Lois de la femme en couches pendant Chabbat

Est-il permis de donner les informations demandées à l'entrée de l'hôpital pendant Chabbat si on ne peut pas s'en dispenser, dans un cas de pikouah nefesh ?
Le principe de pikouah nefesh permet-il d'aider indirectement à une transgression lorsqu'il s'agit de fournir des renseignements à l'hôpital pendant Chabbat ?
Réponse

Si, à l'entrée de l'hôpital, on lui demande le nom du malade et d'autres détails, et qu'il ne peut pas s'en dispenser en donnant une garantie ou autre, il lui est permis de répondre. Car le pikouah nefesh repousse même l'interdit d'aider des personnes à transgresser un interdit.

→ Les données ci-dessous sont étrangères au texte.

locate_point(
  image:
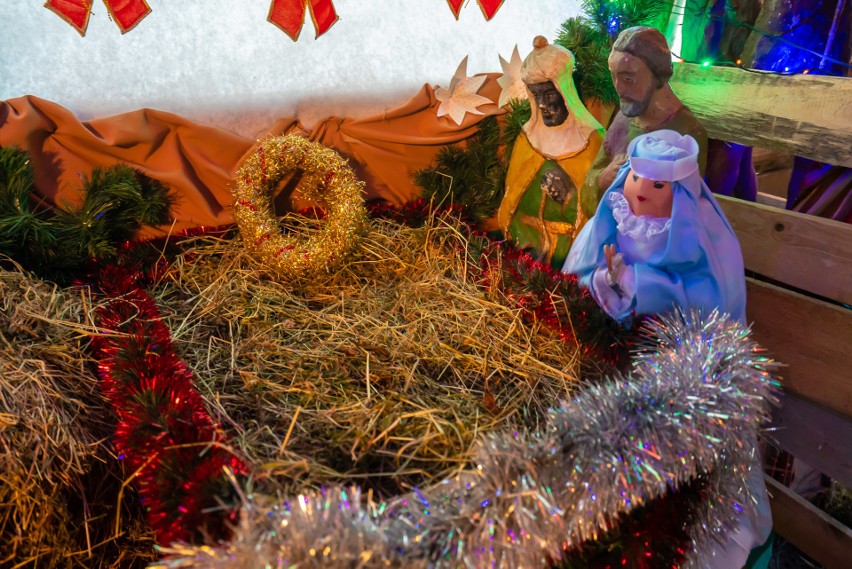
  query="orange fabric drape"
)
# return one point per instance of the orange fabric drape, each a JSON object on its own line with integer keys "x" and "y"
{"x": 198, "y": 161}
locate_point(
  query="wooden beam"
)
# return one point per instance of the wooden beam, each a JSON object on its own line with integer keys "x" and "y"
{"x": 806, "y": 115}
{"x": 819, "y": 437}
{"x": 804, "y": 251}
{"x": 814, "y": 532}
{"x": 811, "y": 337}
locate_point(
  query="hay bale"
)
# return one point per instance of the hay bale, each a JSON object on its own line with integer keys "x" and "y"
{"x": 383, "y": 372}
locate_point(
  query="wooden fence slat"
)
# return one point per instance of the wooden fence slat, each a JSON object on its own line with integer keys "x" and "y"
{"x": 804, "y": 251}
{"x": 805, "y": 115}
{"x": 811, "y": 337}
{"x": 819, "y": 437}
{"x": 814, "y": 532}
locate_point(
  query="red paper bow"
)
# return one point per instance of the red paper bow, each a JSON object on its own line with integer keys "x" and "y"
{"x": 289, "y": 15}
{"x": 125, "y": 13}
{"x": 488, "y": 7}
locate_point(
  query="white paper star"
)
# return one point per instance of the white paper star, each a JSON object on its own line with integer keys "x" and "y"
{"x": 461, "y": 97}
{"x": 510, "y": 82}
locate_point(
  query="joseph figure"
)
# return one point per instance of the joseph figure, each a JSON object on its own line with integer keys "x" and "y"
{"x": 641, "y": 65}
{"x": 540, "y": 210}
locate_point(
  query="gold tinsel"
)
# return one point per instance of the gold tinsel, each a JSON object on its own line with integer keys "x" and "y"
{"x": 328, "y": 180}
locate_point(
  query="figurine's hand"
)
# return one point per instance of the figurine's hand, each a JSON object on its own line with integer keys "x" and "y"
{"x": 607, "y": 175}
{"x": 614, "y": 264}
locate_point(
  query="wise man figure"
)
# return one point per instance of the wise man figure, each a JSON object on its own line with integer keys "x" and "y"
{"x": 641, "y": 65}
{"x": 540, "y": 210}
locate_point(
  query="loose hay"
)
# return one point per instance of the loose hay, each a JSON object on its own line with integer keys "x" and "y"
{"x": 58, "y": 478}
{"x": 384, "y": 372}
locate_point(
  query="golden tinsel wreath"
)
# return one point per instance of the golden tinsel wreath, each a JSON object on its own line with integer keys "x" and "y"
{"x": 328, "y": 180}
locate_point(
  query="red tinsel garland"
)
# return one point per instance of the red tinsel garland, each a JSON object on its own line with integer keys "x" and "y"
{"x": 170, "y": 443}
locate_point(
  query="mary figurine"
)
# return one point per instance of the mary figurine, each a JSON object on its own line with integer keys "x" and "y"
{"x": 659, "y": 238}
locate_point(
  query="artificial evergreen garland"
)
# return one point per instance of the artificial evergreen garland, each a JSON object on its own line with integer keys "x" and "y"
{"x": 57, "y": 243}
{"x": 590, "y": 35}
{"x": 471, "y": 175}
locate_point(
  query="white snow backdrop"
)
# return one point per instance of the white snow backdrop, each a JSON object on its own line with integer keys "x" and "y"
{"x": 220, "y": 62}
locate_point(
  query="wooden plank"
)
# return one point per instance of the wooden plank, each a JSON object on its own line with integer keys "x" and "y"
{"x": 814, "y": 532}
{"x": 819, "y": 437}
{"x": 811, "y": 337}
{"x": 804, "y": 251}
{"x": 771, "y": 200}
{"x": 806, "y": 115}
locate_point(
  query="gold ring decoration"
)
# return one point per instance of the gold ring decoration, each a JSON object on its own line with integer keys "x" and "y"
{"x": 327, "y": 180}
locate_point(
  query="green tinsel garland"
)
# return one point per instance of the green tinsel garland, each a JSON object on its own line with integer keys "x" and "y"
{"x": 55, "y": 243}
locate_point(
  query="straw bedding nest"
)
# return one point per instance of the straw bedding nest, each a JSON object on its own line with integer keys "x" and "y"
{"x": 58, "y": 477}
{"x": 383, "y": 372}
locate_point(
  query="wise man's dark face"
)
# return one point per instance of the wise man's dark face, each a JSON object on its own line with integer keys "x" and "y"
{"x": 550, "y": 103}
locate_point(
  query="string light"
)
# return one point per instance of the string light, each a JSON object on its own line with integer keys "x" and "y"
{"x": 328, "y": 180}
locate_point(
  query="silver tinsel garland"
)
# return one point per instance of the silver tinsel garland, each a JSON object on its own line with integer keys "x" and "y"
{"x": 691, "y": 407}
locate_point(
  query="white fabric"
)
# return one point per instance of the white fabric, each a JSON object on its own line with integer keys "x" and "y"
{"x": 666, "y": 156}
{"x": 640, "y": 227}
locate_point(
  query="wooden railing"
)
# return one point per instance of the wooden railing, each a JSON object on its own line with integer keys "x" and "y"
{"x": 799, "y": 299}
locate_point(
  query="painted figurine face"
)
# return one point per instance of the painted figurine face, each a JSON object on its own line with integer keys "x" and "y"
{"x": 634, "y": 82}
{"x": 550, "y": 103}
{"x": 648, "y": 197}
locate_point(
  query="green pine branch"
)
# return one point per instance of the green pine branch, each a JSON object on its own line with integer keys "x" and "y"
{"x": 56, "y": 243}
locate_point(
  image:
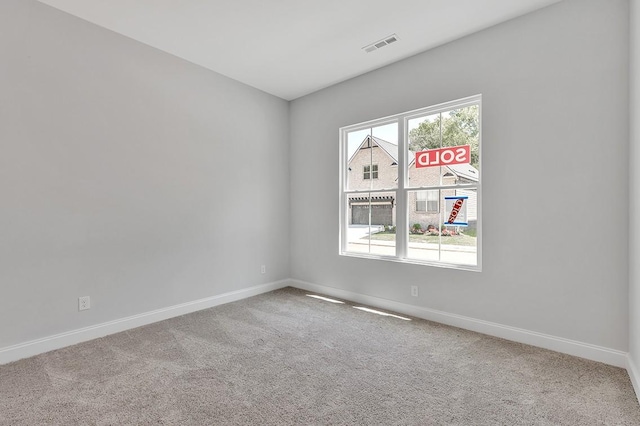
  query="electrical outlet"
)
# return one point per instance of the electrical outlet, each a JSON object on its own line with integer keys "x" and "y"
{"x": 84, "y": 303}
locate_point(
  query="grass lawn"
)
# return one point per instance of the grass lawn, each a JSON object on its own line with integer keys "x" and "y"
{"x": 458, "y": 240}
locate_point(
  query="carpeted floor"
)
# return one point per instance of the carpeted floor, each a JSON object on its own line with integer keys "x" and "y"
{"x": 285, "y": 358}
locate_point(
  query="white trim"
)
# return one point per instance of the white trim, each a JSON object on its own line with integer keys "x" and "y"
{"x": 557, "y": 344}
{"x": 46, "y": 344}
{"x": 634, "y": 375}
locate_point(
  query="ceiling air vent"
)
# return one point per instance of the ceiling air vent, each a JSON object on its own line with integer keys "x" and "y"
{"x": 381, "y": 43}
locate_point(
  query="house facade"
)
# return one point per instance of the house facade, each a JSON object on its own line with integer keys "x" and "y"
{"x": 374, "y": 165}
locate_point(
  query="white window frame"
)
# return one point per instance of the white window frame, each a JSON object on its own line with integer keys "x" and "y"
{"x": 403, "y": 189}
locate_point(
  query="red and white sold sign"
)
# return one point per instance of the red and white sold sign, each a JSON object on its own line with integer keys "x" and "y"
{"x": 457, "y": 210}
{"x": 444, "y": 156}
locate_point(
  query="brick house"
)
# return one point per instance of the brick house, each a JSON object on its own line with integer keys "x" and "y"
{"x": 374, "y": 165}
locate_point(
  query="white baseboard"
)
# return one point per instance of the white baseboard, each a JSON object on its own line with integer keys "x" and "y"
{"x": 46, "y": 344}
{"x": 634, "y": 375}
{"x": 557, "y": 344}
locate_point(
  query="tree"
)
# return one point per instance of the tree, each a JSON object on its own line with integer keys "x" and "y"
{"x": 451, "y": 128}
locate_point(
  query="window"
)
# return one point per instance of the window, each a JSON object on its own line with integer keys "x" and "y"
{"x": 370, "y": 171}
{"x": 427, "y": 201}
{"x": 410, "y": 186}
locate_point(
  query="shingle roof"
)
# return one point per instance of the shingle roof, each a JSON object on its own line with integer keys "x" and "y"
{"x": 466, "y": 171}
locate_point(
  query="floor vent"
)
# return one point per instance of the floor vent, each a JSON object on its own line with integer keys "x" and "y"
{"x": 381, "y": 43}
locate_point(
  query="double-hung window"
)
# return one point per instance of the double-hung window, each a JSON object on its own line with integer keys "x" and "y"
{"x": 410, "y": 186}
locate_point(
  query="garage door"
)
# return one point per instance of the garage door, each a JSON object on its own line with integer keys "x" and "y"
{"x": 381, "y": 214}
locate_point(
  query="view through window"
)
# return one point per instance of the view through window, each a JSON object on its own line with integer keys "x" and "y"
{"x": 410, "y": 186}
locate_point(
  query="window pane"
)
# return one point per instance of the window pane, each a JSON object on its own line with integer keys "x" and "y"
{"x": 430, "y": 238}
{"x": 371, "y": 226}
{"x": 372, "y": 158}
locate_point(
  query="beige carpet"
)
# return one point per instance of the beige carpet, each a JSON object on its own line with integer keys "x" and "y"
{"x": 286, "y": 358}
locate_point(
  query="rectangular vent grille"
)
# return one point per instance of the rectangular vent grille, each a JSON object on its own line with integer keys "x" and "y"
{"x": 381, "y": 43}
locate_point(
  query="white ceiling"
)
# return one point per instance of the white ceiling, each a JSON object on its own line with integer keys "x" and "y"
{"x": 290, "y": 48}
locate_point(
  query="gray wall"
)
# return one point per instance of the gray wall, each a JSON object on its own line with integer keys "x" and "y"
{"x": 634, "y": 194}
{"x": 555, "y": 146}
{"x": 128, "y": 175}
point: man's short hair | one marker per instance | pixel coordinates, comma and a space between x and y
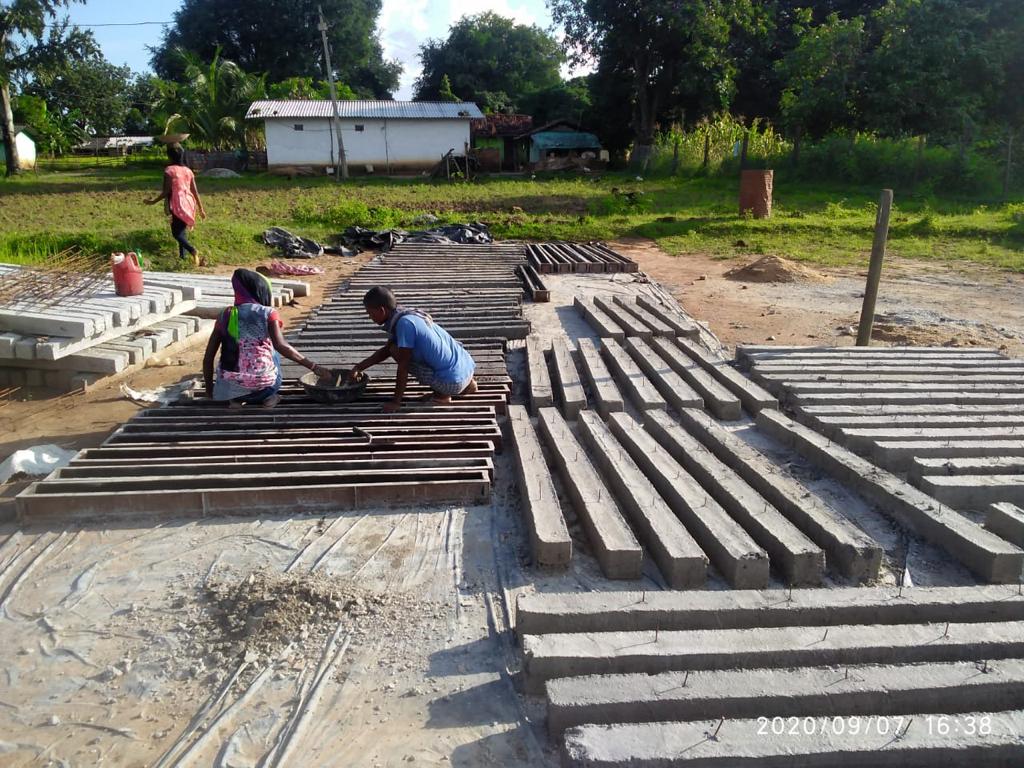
378, 296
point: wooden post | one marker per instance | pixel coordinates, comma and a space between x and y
1007, 176
875, 268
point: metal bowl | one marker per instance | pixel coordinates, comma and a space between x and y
326, 391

(Yalkout Yossef, Lois de Chabbat, Chapitre 330 - Lois de la femme en couches pendant Chabbat, Halakha 15)
Faut-il allumer la lumière pendant Chabbat pour s'occuper d'une femme en train d'accoucher si la lumière s'est éteinte ?
Est-il préférable d'allumer une lampe fluorescente plutôt qu'une ampoule ordinaire pour une femme qui accouche pendant Chabbat ?
Qui doit demander à un enfant d'allumer la lumière pendant Chabbat dans le cas d'une femme qui accouche ?
Réponse

Si la lumière s'est éteinte et qu'il est nécessaire de l'allumer pour s'occuper de la femme qui accouche, il faut assurément allumer la lumière pendant Chabbat. Certains disent qu'il est préférable d'allumer une lampe fluorescente plutôt qu'une ampoule ordinaire dont le filament est plus épais, mais d'autres ne sont pas d'accord. S'il y a un enfant présent, il faut lui demander d'allumer la lumière. Il est préférable qu'une personne étrangère le lui demande, et non son père ou sa mère qui sont tenus à son éducation. S'il n'y a pas de personne étrangère, il ne faut pas retarder l'allumage pour cette raison.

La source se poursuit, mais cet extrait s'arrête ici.